For each subset of a data frame, apply function then combine results into a list. dlply is similar to by except that the results are returned in a different format. To apply a function for each row, use alply with .margins set to 1.

dlply(.data, .variables, .fun = NULL, ..., .progress = "none",
  .inform = FALSE, .drop = TRUE, .parallel = FALSE, .paropts = NULL)

Arguments

.data	data frame to be processed
.variables	variables to split data frame by, as `as.quoted` variables, a formula or character vector
.fun	function to apply to each piece
...	other arguments passed on to `.fun`
.progress	name of the progress bar to use, see `create_progress_bar`
.inform	produce informative error messages?

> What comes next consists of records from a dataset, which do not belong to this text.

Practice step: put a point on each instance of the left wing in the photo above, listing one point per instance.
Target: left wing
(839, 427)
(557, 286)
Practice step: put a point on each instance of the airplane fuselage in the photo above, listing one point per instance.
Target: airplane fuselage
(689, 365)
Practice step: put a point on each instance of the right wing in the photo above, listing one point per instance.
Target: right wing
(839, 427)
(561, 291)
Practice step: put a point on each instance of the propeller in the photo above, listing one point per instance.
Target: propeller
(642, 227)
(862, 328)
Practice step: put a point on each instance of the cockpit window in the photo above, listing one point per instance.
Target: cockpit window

This is turned off by default because it substantially slows processing speed, but is very useful for debugging
.drop	should combinations of variables that do not appear in the input data be preserved (FALSE) or dropped (TRUE, default)
.parallel	if `TRUE`, apply function in parallel, using parallel backend provided by foreach
.paropts	a list of additional options passed into the `foreach` function when parallel computation is enabled. This is important if (for example) your code relies on external data or packages: use the `.export` and `.packages` arguments to supply them so that all cluster nodes have the correct environment set up for computing.

Value

list of results

Input

This function splits data frames by variables.

Output

If there are no results, then this function will return a list of length 0 (list()).

References

Hadley Wickham (2011). The Split-Apply-Combine Strategy for Data Analysis. Journal of Statistical Software, 40(1), 1-29. http://www.jstatsoft.org/v40/i01/.

Examples

linmod <- function(df) {
  lm(rbi ~ year, data = mutate(df, year = year - min(year)))
}
models <- dlply(baseball, .(id), linmod)
models[[1]]
#> 
#> Call:
#> lm(formula = rbi ~ year, data = mutate(df, year = year - min(year)))
#> 
#> Coefficients:
#> (Intercept)         year  
#>     118.924       -1.732  
#> 

coef <- ldply(models, coef)
with(coef, plot(`(Intercept)`, year))
qual <- laply(models, function(mod) summary(mod)$r.squared)
hist(qual)